Drawer fronts being screwed on so they can be removed for finishing








Mock up , wanted to see how it looks so far with the doors and centre drawer unit


----------



## woodmaker (Jan 12, 2011)

BryanatWoodstock said:


> *drawers & mock up drawer unit, doors*
> 
> full extension slides, spring closing
> 
> ...


Very nice! Great work!


----------



## BryanatWoodstock (Oct 31, 2012)

*Dry fit of parts*

installed hinges and knobs , shelves , to make sure everything works before I tear down and start the sanding / staining phase









.


----------



## pintodeluxe (Sep 12, 2010)

BryanatWoodstock said:


> *Dry fit of parts*
> 
> installed hinges and knobs , shelves , to make sure everything works before I tear down and start the sanding / staining phase
> 
> ...


Sure looks good so far. I'll have to check out the rest of your blog.


----------



## BryanatWoodstock (Oct 31, 2012)

*1st coat of stain*

almost done. Second coat today, should be able to spray lacquer tomorrow! Parts laying everywhere in the shop drying.


----------



## GrandpaLen (Mar 6, 2012)

BryanatWoodstock said:


> *1st coat of stain*
> 
> almost done. Second coat today, should be able to spray lacquer tomorrow! Parts laying everywhere in the shop drying.


That's coming together quite nicely.

A cabinet to be proud of.

Work Safely and have Fun. - Grandpa Len.


----------



## pintodeluxe (Sep 12, 2010)

BryanatWoodstock said:


> *1st coat of stain*
> 
> almost done. Second coat today, should be able to spray lacquer tomorrow! Parts laying everywhere in the shop drying.


Nice work.
Now to pick your brain a little. Do you normlly like to use two coats of stain, or just on this project? I stain all of my projects, but have never used two coats. I often find that with the oil based stain I use, a second coat doesn't actually change the color much.

Thanks!


----------



## BryanatWoodstock (Oct 31, 2012)

BryanatWoodstock said:


> *1st coat of stain*
> 
> almost done. Second coat today, should be able to spray lacquer tomorrow! Parts laying everywhere in the shop drying.


I have done 1 coat before, but this project is ash frame with oak veneer very hard to get the ash as dark as the oak. The fellow I am building it for wanted to use up some ash he cut in his bush a few years ago. I would have rather made it from kiln dried oak. Some oak veneer pieces came out lighter, so a second coat to try and get them all the same.


----------



## Edwardnorton (Feb 15, 2013)

BryanatWoodstock said:


> *1st coat of stain*
> 
> almost done. Second coat today, should be able to spray lacquer tomorrow! Parts laying everywhere in the shop drying.
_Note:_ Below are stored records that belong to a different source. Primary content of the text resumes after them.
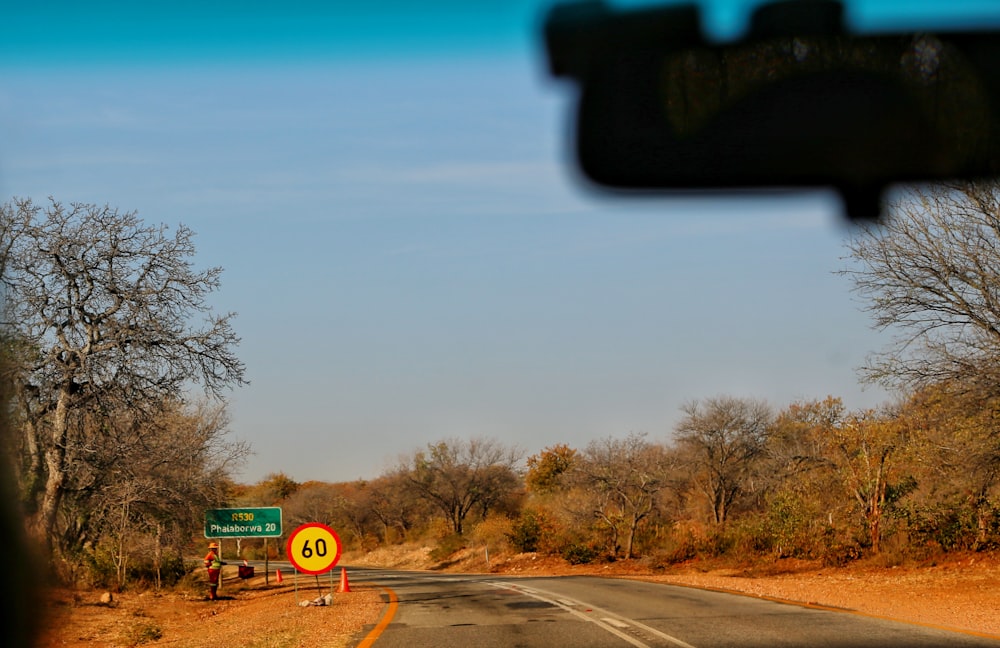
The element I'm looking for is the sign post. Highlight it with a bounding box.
[285,522,342,601]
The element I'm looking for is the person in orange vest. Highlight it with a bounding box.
[205,542,226,601]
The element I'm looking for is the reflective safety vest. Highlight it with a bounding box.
[205,551,222,569]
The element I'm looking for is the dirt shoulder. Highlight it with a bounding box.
[38,575,384,648]
[476,554,1000,639]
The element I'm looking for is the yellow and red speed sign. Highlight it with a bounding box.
[285,522,340,574]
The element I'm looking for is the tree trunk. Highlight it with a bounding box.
[33,386,71,554]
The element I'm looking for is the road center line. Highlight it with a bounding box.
[487,581,695,648]
[486,581,652,648]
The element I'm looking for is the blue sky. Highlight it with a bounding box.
[0,2,992,482]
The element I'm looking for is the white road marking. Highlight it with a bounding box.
[485,581,695,648]
[486,581,652,648]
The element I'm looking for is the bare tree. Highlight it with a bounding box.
[0,200,245,544]
[842,183,1000,391]
[401,439,522,535]
[572,434,676,559]
[831,411,910,554]
[675,396,774,524]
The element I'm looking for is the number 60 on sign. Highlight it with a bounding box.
[285,522,340,574]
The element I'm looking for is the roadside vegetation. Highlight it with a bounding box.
[0,184,1000,589]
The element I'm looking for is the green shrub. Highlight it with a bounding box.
[562,542,598,565]
[430,533,465,562]
[507,510,542,553]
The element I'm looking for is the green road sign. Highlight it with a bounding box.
[205,506,281,538]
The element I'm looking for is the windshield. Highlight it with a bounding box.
[0,0,1000,644]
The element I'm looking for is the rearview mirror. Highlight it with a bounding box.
[545,0,1000,219]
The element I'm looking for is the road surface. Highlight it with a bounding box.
[338,567,1000,648]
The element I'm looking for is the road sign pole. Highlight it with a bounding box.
[216,539,226,592]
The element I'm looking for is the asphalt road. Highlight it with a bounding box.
[338,567,1000,648]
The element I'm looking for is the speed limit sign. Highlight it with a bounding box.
[285,522,340,574]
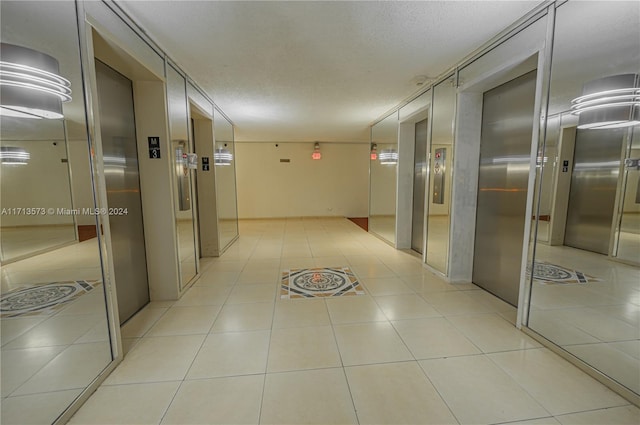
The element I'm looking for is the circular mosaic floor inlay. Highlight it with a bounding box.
[0,284,78,312]
[293,270,349,291]
[533,263,571,280]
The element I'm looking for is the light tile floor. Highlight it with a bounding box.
[71,219,640,425]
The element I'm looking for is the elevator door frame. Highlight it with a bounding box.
[95,58,151,325]
[411,118,429,253]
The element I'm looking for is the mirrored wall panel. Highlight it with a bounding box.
[213,109,238,252]
[0,1,112,424]
[528,2,640,394]
[369,112,398,245]
[166,64,198,287]
[427,75,456,274]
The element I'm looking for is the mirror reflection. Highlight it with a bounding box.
[0,1,112,424]
[528,2,640,394]
[369,113,398,245]
[213,109,238,252]
[167,65,198,287]
[427,76,456,274]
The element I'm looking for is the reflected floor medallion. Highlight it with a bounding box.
[533,262,600,285]
[0,280,101,318]
[280,267,364,299]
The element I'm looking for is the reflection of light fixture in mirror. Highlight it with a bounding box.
[311,142,322,159]
[571,74,640,129]
[213,148,233,165]
[370,143,378,161]
[0,146,31,165]
[378,148,398,165]
[0,43,71,119]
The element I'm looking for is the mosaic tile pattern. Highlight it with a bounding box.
[0,280,102,318]
[280,267,365,299]
[533,262,600,285]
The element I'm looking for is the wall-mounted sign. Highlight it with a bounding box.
[147,136,160,159]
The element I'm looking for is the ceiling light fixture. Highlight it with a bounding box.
[0,146,31,165]
[0,43,71,119]
[213,148,233,165]
[311,142,322,159]
[378,148,398,165]
[571,74,640,129]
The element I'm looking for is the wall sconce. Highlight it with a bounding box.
[0,146,31,165]
[0,43,71,119]
[213,148,233,165]
[311,142,322,159]
[571,74,640,129]
[378,148,398,165]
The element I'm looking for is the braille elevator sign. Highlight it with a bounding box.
[147,136,160,159]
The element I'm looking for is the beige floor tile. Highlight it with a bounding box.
[489,349,628,415]
[273,299,331,329]
[237,268,280,285]
[0,346,65,397]
[69,381,180,425]
[392,317,480,359]
[422,291,493,316]
[345,362,457,425]
[267,326,342,373]
[556,405,640,425]
[260,369,358,425]
[448,314,540,353]
[326,295,387,324]
[13,342,111,395]
[211,303,274,332]
[187,330,270,379]
[175,285,233,307]
[120,306,169,338]
[374,294,441,320]
[147,305,222,336]
[3,314,104,350]
[351,263,395,279]
[334,322,413,366]
[194,263,244,286]
[226,281,277,305]
[162,375,264,425]
[362,276,414,296]
[420,355,550,424]
[105,335,205,385]
[563,343,640,394]
[0,390,82,425]
[0,317,45,346]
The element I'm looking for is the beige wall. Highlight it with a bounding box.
[236,142,369,218]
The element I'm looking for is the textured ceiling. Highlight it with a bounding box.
[117,1,540,141]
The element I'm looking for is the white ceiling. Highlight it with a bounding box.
[118,1,540,141]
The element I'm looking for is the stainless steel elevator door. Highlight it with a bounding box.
[564,129,627,255]
[96,60,149,324]
[411,120,427,254]
[472,71,536,306]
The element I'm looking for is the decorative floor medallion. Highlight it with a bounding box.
[280,267,364,299]
[0,280,101,318]
[533,262,600,285]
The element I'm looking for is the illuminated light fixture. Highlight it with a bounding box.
[311,142,322,159]
[0,43,71,119]
[571,74,640,129]
[0,146,31,165]
[378,148,398,165]
[213,148,233,165]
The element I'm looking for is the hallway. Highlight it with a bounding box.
[70,218,640,424]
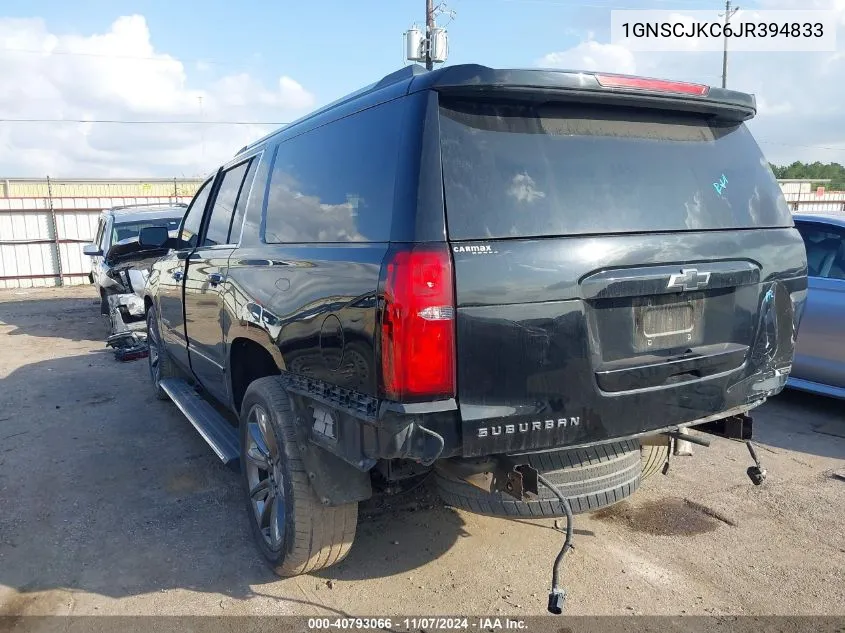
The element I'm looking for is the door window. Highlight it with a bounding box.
[202,161,250,246]
[796,223,845,279]
[179,179,213,248]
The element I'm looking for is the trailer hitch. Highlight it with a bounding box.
[437,457,574,615]
[745,440,766,486]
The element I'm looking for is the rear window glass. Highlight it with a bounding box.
[112,217,182,244]
[440,101,792,240]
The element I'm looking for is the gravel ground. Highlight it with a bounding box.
[0,286,845,616]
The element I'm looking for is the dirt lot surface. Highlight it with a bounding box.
[0,287,845,615]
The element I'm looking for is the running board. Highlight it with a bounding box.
[159,378,241,464]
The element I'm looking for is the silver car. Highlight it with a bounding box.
[83,204,187,314]
[787,214,845,398]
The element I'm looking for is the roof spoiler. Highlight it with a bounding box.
[409,64,757,121]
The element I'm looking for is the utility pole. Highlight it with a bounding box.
[425,0,434,70]
[722,0,739,88]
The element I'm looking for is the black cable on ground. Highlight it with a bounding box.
[537,473,572,615]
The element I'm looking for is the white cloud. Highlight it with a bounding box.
[537,0,845,164]
[537,39,637,75]
[0,15,315,177]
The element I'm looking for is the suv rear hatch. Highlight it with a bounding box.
[439,76,806,456]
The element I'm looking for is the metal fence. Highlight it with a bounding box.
[0,179,202,288]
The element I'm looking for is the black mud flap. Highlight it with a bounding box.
[299,441,373,506]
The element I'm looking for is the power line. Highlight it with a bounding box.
[499,0,708,11]
[0,118,845,152]
[0,118,290,126]
[0,48,229,66]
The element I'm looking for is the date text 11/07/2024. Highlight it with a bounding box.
[308,617,527,631]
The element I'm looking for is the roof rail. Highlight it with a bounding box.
[372,64,428,90]
[111,202,188,211]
Something to be proud of! Great job!


----------



## BryanatWoodstock (Oct 31, 2012)

*almost done*

got the smoked glass installed in one door, held using 3/8" wood strips, I rounded over from 3/4" 
stock, then sawed to size.


----------



## GrandpaLen (Mar 6, 2012)

BryanatWoodstock said:


> *almost done*
> 
> got the smoked glass installed in one door, held using 3/8" wood strips, I rounded over from 3/4"
> stock, then sawed to size.


Bryan,

That's shaping up quite nicely.

Work Safely and have Fun. - Grandpa Len.


----------



## Hammerthumb (Dec 28, 2012)

BryanatWoodstock said:


> *almost done*
> 
> got the smoked glass installed in one door, held using 3/8" wood strips, I rounded over from 3/4"
> stock, then sawed to size.


Very nice!


----------



## BryanatWoodstock (Oct 31, 2012)

*last pic....*

last pic …. at it's new home. Owner has been shopping for a 60" tv to put in it.


----------



## Bogeyguy (Sep 26, 2012)

BryanatWoodstock said:


> *last pic....*
> 
> last pic …. at it's new home. Owner has been shopping for a 60" tv to put in it.


Looks good Bryan. Lighting in the glass enclosures??


----------



## BryanatWoodstock (Oct 31, 2012)

BryanatWoodstock said:


> *last pic....*
> 
> last pic …. at it's new home. Owner has been shopping for a 60" tv to put in it.


no lighting


----------